Journalists are, by nature, skeptical and there was nothing to quell the concerns that day. Toward the end of the afternoon, I happened to be in the press center where I overheard a visiting radio reporter phone in his observations: “Less than 24 hours before the opening of the New Orleans World Fair,” he said, “the event seems to be nowhere near being completed.” That was the assessment that was echoed throughout the world. The fair was in trouble.
Nevertheless, the next day, crowd lines to get in were long. For those of us who had been at the fair's site the day before there seemed to have been an overnight miracle on the river. Petr Spurney apparently had been correct. The fair seemed whole.
In those days CNN continually broadcast news on the half-hour. Throughout the day the news opened with New Orleans as the lead story and scenes of balloons ascending above a site that had once been a blighted warehouse area and was now a whimsical home of a festival.
At the beginning all seemed to be going well, but it would not last, at least not entirely. Each year we hear what the lasting verdict of the World’s Fair would be:
•It was a financial disaster.
•Locals loved it.
•It did much to develop a new more vibrant riverfront.
Lacking support from the Ronald Reagan administration and facing competition that summer from the ’84 Olympics in Los Angeles; competing with the attraction of Epicot Center, which had opened in Orlando only two years before; and burdened by inadequate attendance estimates, the fair struggled. The national media were damning, but there was one person who believed in the fair and what it meant to urban development. His name was Michael Demarest, a senior travel writer for Time Magazine.
Shortly after the fair’s opening, Demarest, a native of Great Britain, wrote a a practically poetic passage about the fair for Time:
The fragrance of the food, they say, wafts all the way out to the Gulf of Mexico. The roar of the bands washes up the Mississippi to St. Louis, maybe. The soul, spirit and stomach of the World's Fair that started its six-month run in New Orleans a week ago is the city itself: brooding and flamboyant, raucous and urbane, devout and dissolute.
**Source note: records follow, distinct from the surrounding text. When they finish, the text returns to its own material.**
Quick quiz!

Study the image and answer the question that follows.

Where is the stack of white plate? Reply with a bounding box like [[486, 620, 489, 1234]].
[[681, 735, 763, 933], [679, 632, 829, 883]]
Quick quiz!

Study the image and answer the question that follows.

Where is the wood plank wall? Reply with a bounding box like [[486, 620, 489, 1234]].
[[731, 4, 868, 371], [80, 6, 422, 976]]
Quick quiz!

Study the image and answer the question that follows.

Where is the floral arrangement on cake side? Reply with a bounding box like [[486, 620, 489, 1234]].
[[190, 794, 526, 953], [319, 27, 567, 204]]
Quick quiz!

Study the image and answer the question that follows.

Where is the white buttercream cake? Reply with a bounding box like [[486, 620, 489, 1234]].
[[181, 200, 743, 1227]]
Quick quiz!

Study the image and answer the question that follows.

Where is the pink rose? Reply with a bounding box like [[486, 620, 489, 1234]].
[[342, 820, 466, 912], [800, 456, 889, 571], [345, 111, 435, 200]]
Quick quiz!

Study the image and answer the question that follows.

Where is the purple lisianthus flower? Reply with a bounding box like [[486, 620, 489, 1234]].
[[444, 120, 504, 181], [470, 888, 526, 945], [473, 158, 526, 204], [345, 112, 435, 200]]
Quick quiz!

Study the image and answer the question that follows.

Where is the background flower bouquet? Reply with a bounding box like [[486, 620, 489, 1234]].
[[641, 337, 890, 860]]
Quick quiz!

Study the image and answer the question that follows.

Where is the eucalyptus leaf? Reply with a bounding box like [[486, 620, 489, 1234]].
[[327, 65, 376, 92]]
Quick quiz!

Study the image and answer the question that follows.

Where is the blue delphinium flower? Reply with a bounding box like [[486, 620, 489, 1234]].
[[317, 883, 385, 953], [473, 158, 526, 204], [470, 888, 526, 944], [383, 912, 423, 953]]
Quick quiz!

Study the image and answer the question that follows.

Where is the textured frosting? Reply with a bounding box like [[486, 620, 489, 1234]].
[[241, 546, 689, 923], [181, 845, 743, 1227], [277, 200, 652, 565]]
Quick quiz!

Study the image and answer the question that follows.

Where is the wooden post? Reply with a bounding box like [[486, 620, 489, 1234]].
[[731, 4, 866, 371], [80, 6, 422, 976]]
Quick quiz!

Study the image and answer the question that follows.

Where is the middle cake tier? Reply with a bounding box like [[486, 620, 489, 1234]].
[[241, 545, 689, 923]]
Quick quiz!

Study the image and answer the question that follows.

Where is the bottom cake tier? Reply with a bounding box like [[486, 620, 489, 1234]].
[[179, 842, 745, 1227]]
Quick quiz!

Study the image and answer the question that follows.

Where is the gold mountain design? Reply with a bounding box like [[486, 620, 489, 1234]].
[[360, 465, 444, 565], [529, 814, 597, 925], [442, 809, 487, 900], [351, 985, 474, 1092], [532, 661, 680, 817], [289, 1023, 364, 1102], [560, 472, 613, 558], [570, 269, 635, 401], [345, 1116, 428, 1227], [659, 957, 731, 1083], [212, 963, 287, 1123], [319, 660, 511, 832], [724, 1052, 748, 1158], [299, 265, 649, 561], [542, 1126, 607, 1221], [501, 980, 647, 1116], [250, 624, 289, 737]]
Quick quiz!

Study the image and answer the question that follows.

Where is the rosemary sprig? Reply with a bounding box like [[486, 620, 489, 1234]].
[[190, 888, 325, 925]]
The fair stirs together the razzmatazz of Mardi Gras, the harmony of New Orleans' elegant old buildings and the French-Spanish-African-Italian-Irish-German-Creole-Cajun gumbo gusto of its everyday, every-night street life. With a generous infusion of pavilions and exhibitions from the rest of the U.S. and 24 other nations, the Louisiana World Exposition—to give the $350 million extravaganza its formal name—is the worldliest of World's Fairs.
If only the world could have had more of an opportunity to see the fair through Demarest's eyes, but that was not to be.
On May 15, four days after the fair’s opening, United Press International reported this heartbreaking story:
NEW ORLEANS -- Michael Demarest, a veteran Time Magazine writer, has died following a heart attack he suffered while covering the World's Fair for the magazine. He was 59.
Demarest suffered the attack late Sunday at the fair's Reunion Hall during a jazz performance, said Jeanne Nathan, a World's Fair spokeswoman. He died Monday at Tulane Medical Center, hospital officials said.
Demarest, a Time senior writer, wrote cover stories for the weekly magazine on food, cooking, shopping and travel. One of the first journalists to travel through China, he collaborated with photographer Carl Mydans to produce a book about the 1978 tour, 'China: A Visual Adventure.'
It was the fair’s fate that the one journalist of international importance who could see the event beyond attendance figures but for its soul had died – at the fair.
It was a terrible loss, but at least Demarest had finished his travels with a grand global “visual adventure.” He knew, even if no one else did, that it was indeed the “worldliness of fairs.”